A new addition to Gennum’s growing high-performance PCIe portfolio of bridges and repeaters, the GN4124 PCIe bridge offers three to six times the performance over legacy bridge and endpoint products by providing 1600MB/s burst throughput and full duplex operation. This enables such capabilities as supporting multiple channels of uncompressed HD or 1080p video, thus meeting the demands of higher data rate applications in video broadcast, medical, data communications and industrial control markets. The new product is being demonstrated this week at IDF.

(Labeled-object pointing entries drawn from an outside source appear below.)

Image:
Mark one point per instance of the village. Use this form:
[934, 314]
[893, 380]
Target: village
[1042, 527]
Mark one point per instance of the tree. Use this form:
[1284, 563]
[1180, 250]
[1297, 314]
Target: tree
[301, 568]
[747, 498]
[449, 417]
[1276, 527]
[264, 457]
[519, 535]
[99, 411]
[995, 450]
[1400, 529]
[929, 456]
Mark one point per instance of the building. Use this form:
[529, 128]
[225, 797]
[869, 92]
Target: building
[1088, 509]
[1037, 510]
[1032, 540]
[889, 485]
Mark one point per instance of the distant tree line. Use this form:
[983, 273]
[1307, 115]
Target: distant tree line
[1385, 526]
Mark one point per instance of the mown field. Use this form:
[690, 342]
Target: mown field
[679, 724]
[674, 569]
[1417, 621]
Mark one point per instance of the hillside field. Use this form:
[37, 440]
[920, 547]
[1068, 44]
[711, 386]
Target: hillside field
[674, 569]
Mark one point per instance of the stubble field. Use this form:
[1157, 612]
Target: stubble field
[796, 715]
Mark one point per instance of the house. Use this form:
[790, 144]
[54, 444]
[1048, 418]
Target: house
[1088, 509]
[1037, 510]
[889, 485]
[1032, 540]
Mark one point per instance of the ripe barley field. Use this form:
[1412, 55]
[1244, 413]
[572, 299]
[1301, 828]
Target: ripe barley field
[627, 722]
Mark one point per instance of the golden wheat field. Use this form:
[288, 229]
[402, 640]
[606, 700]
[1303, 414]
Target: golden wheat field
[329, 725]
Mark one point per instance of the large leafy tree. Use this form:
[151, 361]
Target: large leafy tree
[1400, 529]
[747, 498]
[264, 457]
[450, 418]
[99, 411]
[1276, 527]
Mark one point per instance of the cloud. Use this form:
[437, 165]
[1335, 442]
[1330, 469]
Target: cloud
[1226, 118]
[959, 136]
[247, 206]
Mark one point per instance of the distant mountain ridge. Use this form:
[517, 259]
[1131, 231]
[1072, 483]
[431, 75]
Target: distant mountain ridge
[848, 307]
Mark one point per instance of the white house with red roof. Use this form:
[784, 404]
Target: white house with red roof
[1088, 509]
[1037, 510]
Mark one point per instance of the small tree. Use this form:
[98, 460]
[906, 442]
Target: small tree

“We continue to see increased demand for higher performance PCIe solutions, beyond the traditional PC applications,” said Martin Rofheart, senior vice president and GM, Analog & Mixed-Signal Products, Gennum. “With this four-lane solution, we enable designers to reduce both the cost and power dissipation of their designs, enabling a broader set of high data rate applications to quickly and easily migrate to PCIe. In short, we enable designers to spend time on their design—not spend their time and resources on making PCIe work.”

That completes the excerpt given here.